For ten days the big boy was the friendliest person in the outfit. He shoed all the horses, cut wood, did every chore he was asked to do and some that he wasn't. He chattered constantly and tried his best to be friendly, and yet no one really liked him. Even Newt didn't really like him. Tom stood too close to him, when he talked, and he talked all the time. His large face was always sweaty, even on the coldest days. Even Po Campo didn't like him, and gave him food grudgingly.
Then, before dawn one morning Call caught Big Tom, as they called him, saddling a horse and preparing to ride off. He had four of the men's wallets on him, stolen so smoothly that none of the men had even missed them. He had also taken the best saddle in the outfit, which belonged to Bert Borum.
Call had been expecting the move for two or three days and had made Pea Eye help him watch. Big Tom tried to make a dash for it, and Call shot him off his horse. Cowboys ran out of their house in their long johns, at the shot. Even wounded, the boy proved full of fight-Call had to rap him with the barrel of his Henry before he could be tied. This time he was summarily hung, though he wept again and begged for mercy.
'It's wasted on horsethieves,' Call said, before kicking the boy's horse out from under him. None of the men said a word.
'Should have hung him in the first place, although he did shoe them horses,' Pea Eye commented later.
Call had begun to think of Gus, and the promise he had made. It would soon be spring, and he would have to be going if he were to keep the promise, which of course he must. Yet the ranch had barely been started, and it was hard to know who to leave in command. The question had been in his mind all winter. There seemed to be no grave danger from Indians or anything else. Who would best keep things going? Soupy was excellent when set a task, but had no initiative and was unused to planning. The men were all independent to a fault and constantly on the verge of fist fights because they fancied that someone had attempted to put himself above them in some way. Pea Eye was clearly the senior man, but Pea Eye had contentedly taken orders for thirty years; to expect him to suddenly start giving them was to expect the impossible.
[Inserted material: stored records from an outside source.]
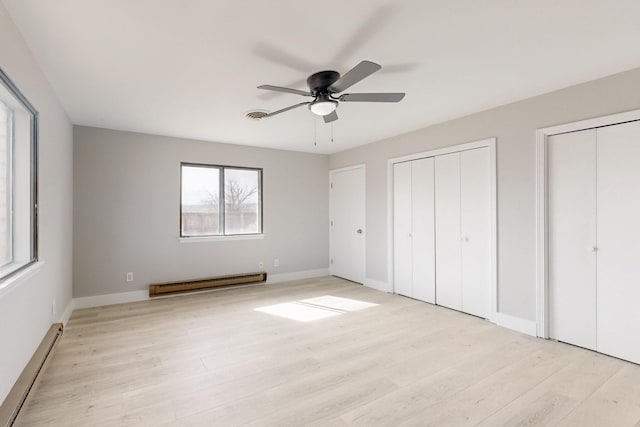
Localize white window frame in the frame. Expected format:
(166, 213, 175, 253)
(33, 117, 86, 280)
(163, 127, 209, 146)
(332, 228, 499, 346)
(179, 162, 263, 239)
(0, 67, 38, 284)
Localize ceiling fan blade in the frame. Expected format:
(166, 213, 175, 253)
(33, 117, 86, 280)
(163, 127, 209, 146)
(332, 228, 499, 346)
(323, 111, 339, 123)
(264, 102, 311, 118)
(329, 60, 381, 93)
(252, 42, 317, 73)
(339, 92, 405, 102)
(258, 85, 312, 97)
(258, 79, 308, 100)
(332, 5, 397, 65)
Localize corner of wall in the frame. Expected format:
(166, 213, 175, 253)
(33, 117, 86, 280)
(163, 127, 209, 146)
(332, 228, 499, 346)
(364, 278, 391, 293)
(494, 312, 537, 337)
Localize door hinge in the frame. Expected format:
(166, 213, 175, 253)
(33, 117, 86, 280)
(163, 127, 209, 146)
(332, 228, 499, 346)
(330, 183, 333, 189)
(331, 258, 333, 264)
(330, 220, 333, 226)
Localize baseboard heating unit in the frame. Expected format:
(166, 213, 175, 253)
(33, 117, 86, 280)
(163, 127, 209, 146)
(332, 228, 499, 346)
(149, 271, 268, 297)
(0, 323, 63, 427)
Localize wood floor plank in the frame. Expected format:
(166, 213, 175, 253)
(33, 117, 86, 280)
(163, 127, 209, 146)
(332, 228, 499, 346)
(13, 276, 640, 427)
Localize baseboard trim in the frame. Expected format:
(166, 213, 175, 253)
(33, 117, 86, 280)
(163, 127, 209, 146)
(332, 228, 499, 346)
(72, 268, 330, 310)
(266, 268, 329, 284)
(73, 290, 149, 309)
(58, 299, 75, 326)
(495, 312, 537, 337)
(364, 278, 391, 292)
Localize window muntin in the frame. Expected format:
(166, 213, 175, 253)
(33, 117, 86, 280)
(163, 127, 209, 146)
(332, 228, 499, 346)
(0, 68, 38, 282)
(181, 163, 262, 237)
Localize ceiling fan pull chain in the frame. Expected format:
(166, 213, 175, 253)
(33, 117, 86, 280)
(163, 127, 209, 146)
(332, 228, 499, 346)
(331, 123, 334, 142)
(314, 118, 317, 146)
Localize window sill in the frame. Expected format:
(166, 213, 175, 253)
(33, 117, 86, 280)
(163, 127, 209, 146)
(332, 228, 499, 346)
(179, 234, 264, 243)
(0, 261, 45, 298)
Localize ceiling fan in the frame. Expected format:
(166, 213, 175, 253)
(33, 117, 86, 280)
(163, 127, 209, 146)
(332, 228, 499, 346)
(254, 60, 405, 123)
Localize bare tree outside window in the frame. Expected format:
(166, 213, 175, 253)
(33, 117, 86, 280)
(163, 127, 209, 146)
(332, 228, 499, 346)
(224, 169, 260, 234)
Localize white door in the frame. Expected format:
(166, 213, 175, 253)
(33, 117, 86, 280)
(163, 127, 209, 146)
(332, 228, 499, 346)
(330, 166, 365, 284)
(596, 121, 640, 364)
(393, 161, 413, 296)
(548, 129, 597, 350)
(435, 152, 462, 311)
(411, 157, 436, 303)
(460, 148, 491, 318)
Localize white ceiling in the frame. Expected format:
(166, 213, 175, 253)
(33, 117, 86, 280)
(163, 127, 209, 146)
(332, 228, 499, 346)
(4, 0, 640, 154)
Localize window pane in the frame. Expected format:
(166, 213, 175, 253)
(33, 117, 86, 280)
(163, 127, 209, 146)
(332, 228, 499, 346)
(224, 168, 260, 235)
(181, 166, 220, 236)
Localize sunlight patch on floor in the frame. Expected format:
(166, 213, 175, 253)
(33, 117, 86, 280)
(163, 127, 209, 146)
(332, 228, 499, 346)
(254, 295, 378, 322)
(299, 295, 378, 312)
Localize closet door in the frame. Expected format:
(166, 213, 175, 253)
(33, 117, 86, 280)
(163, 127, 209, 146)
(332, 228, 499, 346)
(460, 148, 491, 318)
(412, 157, 435, 303)
(393, 161, 413, 297)
(596, 121, 640, 364)
(435, 153, 462, 310)
(547, 129, 597, 350)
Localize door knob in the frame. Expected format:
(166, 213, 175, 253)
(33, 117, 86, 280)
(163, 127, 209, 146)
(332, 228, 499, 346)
(591, 246, 598, 252)
(356, 229, 363, 234)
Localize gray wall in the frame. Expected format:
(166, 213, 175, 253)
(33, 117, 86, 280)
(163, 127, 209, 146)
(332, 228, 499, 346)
(73, 126, 329, 298)
(329, 67, 640, 322)
(0, 4, 73, 404)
Call thought often of Newt. He watched him with increasing pride all winter. The boy was the only one left in the crew whom he enjoyed being with. The boy's skill and persistence with horses pleased him. He knew it would be chancy to leave a seventeen-year-old boy in charge of a group of grown men-yet he himself had led men at that age, and that had been in rougher times. He liked the way the boy went about his work without complaint. He had filled out physically during the year and could work all day energetically and accomplish more than most of the men.
Once, watching the boy cross a corral after having worked with one of the mustangs, Pea Eye said innocently, 'Why, Captain, little Newt walks just like you.'
Call flinched, but Pea Eye didn't notice-Pea Eye was no noticer, as Augustus had often said.